Lynn is widely published in judicial and legal periodicals. Her publications include Judges Tell: What I Wish I Had Known Before I Presided in an Adult Victim Sexual Assault Case, Domestic Violence, Developing Brains, and the Lifespan: New Knowledge from Neuroscience, and Gender, Justice & Law: From Asylum to Zygotes—Issues and Resources for Judicial, Legal and Continuing Legal Education, a 500-page guide to sixty-two substantive and procedural areas of the law in which gender bias may be a factor.

Lynn is a Fellow of the American Bar Association and a member of the American Law Institute. She was Chair of the Committee on Sex and Law of the New York City Bar Association where she has co-chaired the planning committee for the annual Justice Ruth Bader Ginsburg Distinguished Lecture on Women and the Law since its inception in 1999.

Beginning in 1987, Lynn was an original member of and then Special Advisor to the American Bar Association (ABA) Commission on Women in the Profession. She continues to serve as Legal Momentum’s liaison to the Commission and a member of the editorial board of Perspectives, the Commission’s magazine. She was a member of the ABA Human Rights Center Advisory Committee, the ABA Standing Committee on Armed Forces Law, and served for six years on the ABA Standing Committee on Amicus Briefs. She was a presidential appointee to the Defense Department Advisory Committee on Women in the Services (DACOWITS) and a gubernatorial appointee to the New York State Banking Board. She also served as Vice Chair and Special Counsel of the New York City Commission on the Status of Women and as a member of the Edna McConnell Clark Foundation Advisory Committee on Justice.
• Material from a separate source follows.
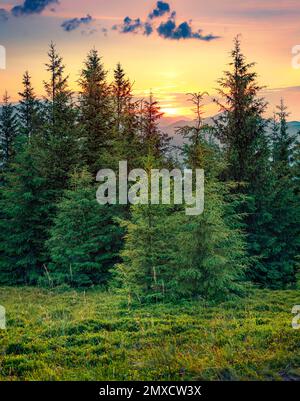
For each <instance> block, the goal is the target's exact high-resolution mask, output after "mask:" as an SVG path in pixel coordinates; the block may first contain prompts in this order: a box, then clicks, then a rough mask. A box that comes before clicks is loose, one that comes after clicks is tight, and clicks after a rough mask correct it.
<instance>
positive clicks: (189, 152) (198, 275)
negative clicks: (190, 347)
mask: <svg viewBox="0 0 300 401" xmlns="http://www.w3.org/2000/svg"><path fill="white" fill-rule="evenodd" d="M190 96H191V99H190V100H191V101H192V102H193V104H194V106H195V110H194V111H195V114H196V119H195V123H194V125H193V126H186V127H182V128H181V129H179V130H178V132H179V133H181V134H183V135H184V136H185V137H186V138H187V139H188V140H189V142H188V143H187V144H186V146H185V148H184V156H185V162H186V166H187V167H188V168H190V169H192V170H193V171H195V170H196V169H203V170H204V174H205V180H204V193H205V200H204V212H203V214H201V215H198V216H184V214H183V213H182V215H181V217H180V219H179V221H178V224H180V226H181V230H180V232H179V234H178V238H177V241H178V244H180V245H179V246H180V248H179V249H180V251H179V252H178V263H177V268H176V270H175V271H174V273H173V277H172V278H170V280H171V283H173V286H174V289H176V292H177V294H178V295H179V294H180V295H181V296H183V297H202V298H204V299H213V300H222V299H224V298H227V297H230V296H232V295H233V294H236V295H240V294H242V292H243V281H244V274H245V270H246V268H247V265H248V263H249V259H248V257H247V255H246V248H245V237H244V234H243V231H242V228H243V225H242V222H241V216H240V215H239V214H238V213H237V208H238V206H240V205H241V203H242V198H241V197H239V196H235V197H233V196H232V195H230V193H229V188H228V186H227V185H226V184H224V183H222V182H220V181H219V179H218V176H219V174H220V170H221V169H222V168H224V164H223V163H222V161H221V154H220V150H219V149H218V147H217V145H216V144H214V143H210V142H208V139H207V137H208V134H209V132H210V131H211V128H210V127H209V126H207V125H206V124H204V123H203V119H202V107H203V104H202V101H203V97H204V94H203V93H193V94H190Z"/></svg>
In recognition of her work to eliminate gender bias in the courts, Lynn was awarded the first Distinguished Service Award of the National Association of Women Judges, the Smith College Medal, the Gold Medal of the Foundation for Improvement of Justice, the American Bar Association Margaret Brent Women Lawyers of Achievement Award, and the Columbia Law School Public Interest Achievement Award. In recognition of her work to end violence against women, Lynn was awarded the End Violence Against Women (EVAW) Visionary Award and the American Bar Association Commission on Domestic and Sexual Violence Sharon L. Corbitt Award. She was the first woman to receive the Francis Rawle Award, given by the American Law Institute-American Bar Association Committee on Continuing Professional Education for outstanding achievement in post-admission legal education. She holds an honorary degree from the Quinnipiac College of Law and most recently was honored by the law firm at which she began her career with the Weil Alumnus Luminary Award as one of the firm’s most distinguished alumni.